An early morning earthquake on Saturday, May 27, 2006, measuring 6.2 magnitude on the Richter scale shook thousands of Central Java and Yogyakarta residents from their sleep, many of whom rushed in panic from their homes seeking safety in nearby streets.
The quake, which stuck at 5:54 a.m. local time (2354 UTC), had an epicenter 25 kilometers southeast of the Javanese cultural center of Yogyakarta. While scientist are uncertain of a connection between the events, almost simultaneous to the first earthquake's occurrence nearby Mt. Merapi awoke with a new spurt of activity spewing hot ash, gas clouds and lava. The mountain, now ranked as the world's most active volcano, has been on a
heightened level of alert since late April.
A secondary quake measuring 4.8 struck at 10:10 a.m. local time, some 3 hours (310
UTC) after the first event.

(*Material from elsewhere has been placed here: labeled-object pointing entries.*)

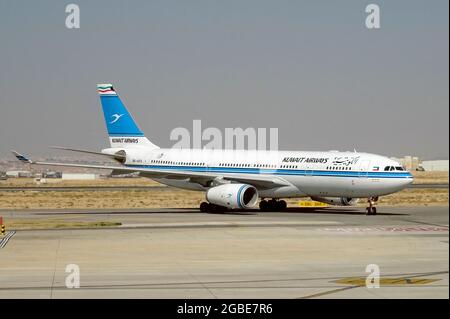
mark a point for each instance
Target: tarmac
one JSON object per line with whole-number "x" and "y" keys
{"x": 182, "y": 253}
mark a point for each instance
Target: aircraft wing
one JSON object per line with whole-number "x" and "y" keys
{"x": 203, "y": 178}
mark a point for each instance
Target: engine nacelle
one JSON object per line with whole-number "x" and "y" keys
{"x": 122, "y": 155}
{"x": 233, "y": 196}
{"x": 337, "y": 201}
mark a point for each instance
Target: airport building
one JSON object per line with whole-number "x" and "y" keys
{"x": 438, "y": 165}
{"x": 79, "y": 176}
{"x": 411, "y": 163}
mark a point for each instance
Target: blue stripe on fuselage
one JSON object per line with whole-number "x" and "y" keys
{"x": 249, "y": 170}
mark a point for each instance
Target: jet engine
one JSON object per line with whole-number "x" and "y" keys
{"x": 337, "y": 201}
{"x": 233, "y": 196}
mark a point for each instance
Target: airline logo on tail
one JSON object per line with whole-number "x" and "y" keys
{"x": 116, "y": 117}
{"x": 105, "y": 89}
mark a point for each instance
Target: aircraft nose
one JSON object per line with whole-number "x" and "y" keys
{"x": 408, "y": 180}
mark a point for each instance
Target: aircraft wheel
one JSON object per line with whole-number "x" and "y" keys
{"x": 282, "y": 205}
{"x": 264, "y": 205}
{"x": 273, "y": 204}
{"x": 204, "y": 207}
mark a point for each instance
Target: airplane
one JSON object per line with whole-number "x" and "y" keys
{"x": 239, "y": 179}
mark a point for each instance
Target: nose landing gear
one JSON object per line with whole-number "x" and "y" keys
{"x": 371, "y": 209}
{"x": 272, "y": 204}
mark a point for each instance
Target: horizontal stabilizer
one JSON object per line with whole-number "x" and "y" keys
{"x": 114, "y": 156}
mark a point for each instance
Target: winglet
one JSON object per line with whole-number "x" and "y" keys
{"x": 22, "y": 158}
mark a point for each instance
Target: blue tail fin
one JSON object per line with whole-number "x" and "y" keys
{"x": 122, "y": 129}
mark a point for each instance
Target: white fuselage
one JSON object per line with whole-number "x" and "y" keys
{"x": 320, "y": 174}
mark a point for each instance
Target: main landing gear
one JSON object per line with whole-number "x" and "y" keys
{"x": 211, "y": 208}
{"x": 371, "y": 209}
{"x": 272, "y": 204}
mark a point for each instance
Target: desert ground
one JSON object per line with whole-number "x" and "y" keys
{"x": 166, "y": 197}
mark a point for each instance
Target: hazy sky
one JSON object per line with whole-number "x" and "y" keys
{"x": 310, "y": 68}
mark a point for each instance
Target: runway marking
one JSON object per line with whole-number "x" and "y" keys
{"x": 388, "y": 229}
{"x": 361, "y": 281}
{"x": 5, "y": 239}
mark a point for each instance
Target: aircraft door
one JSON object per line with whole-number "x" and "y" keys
{"x": 364, "y": 168}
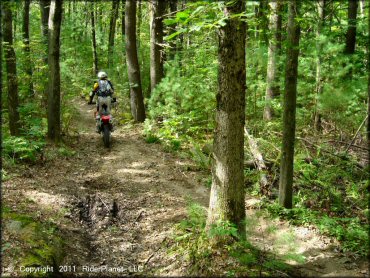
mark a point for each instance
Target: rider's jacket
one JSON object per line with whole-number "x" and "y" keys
{"x": 103, "y": 88}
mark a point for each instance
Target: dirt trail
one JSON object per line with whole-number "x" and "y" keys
{"x": 118, "y": 207}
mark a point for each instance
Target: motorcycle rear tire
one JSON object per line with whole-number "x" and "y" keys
{"x": 106, "y": 136}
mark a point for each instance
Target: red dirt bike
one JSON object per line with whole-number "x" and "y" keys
{"x": 105, "y": 125}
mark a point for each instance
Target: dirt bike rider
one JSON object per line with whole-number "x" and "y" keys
{"x": 103, "y": 88}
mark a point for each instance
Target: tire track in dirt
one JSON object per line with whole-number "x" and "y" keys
{"x": 120, "y": 203}
{"x": 118, "y": 208}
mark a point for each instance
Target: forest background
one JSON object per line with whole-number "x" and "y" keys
{"x": 330, "y": 188}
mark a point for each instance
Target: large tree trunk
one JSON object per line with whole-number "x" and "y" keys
{"x": 44, "y": 7}
{"x": 11, "y": 70}
{"x": 138, "y": 29}
{"x": 112, "y": 31}
{"x": 272, "y": 86}
{"x": 54, "y": 118}
{"x": 26, "y": 40}
{"x": 319, "y": 45}
{"x": 287, "y": 153}
{"x": 351, "y": 31}
{"x": 93, "y": 40}
{"x": 156, "y": 41}
{"x": 136, "y": 94}
{"x": 227, "y": 193}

Although less severe, the second earthquake's epicenter was only 10 kilometers southeast of the City which has a population of more than 3 million people.
Substantial Damage and Loss of Life
Just hours after the earthquake, area hospitals were inundated
with patients, prompting a call for additional medical staff to deal with the crisis and emergency tents to house the injured being cared for in open areas around the already filled-to-overflowing hospitals.
As of early morning on Monday, May 29th, the official death toll caused by the quake had passed 4,900 with thousands reported injured and receiving medical care.
Relief efforts are being at least partially thwarted by the temporary closure of Yogyakarta's Adisutjipto Airport ordered by Indonesia's Minister of Transportation, Hatta Rajasa, due to cracks on the main runway caused by the earthquake.
The airport in Surakarta (Solo) only one hour away from the devastation remains open and the major international airport in Surabaya which is 4 hours away also remains open to regular aviation and relief flights.
Indonesia's President Susilo Bambang Yudhoyono together with a number of Ministers from his Cabinet have set up temporary offices in Yoyakarta to better coordinate rescue efforts. Meanwhile, the President has cancelled a planned official visit to South Korea in order to stay on the scene of the national disaster.
Yogyakarta is more than 500 kilometers west of Bali which was unaffected by the quake. In the hours immediately following the tetonic event local tourism organizations in Bali were planning the island's humanitarian response to assist those affected by the disaster in Central Java and Yogyakarta.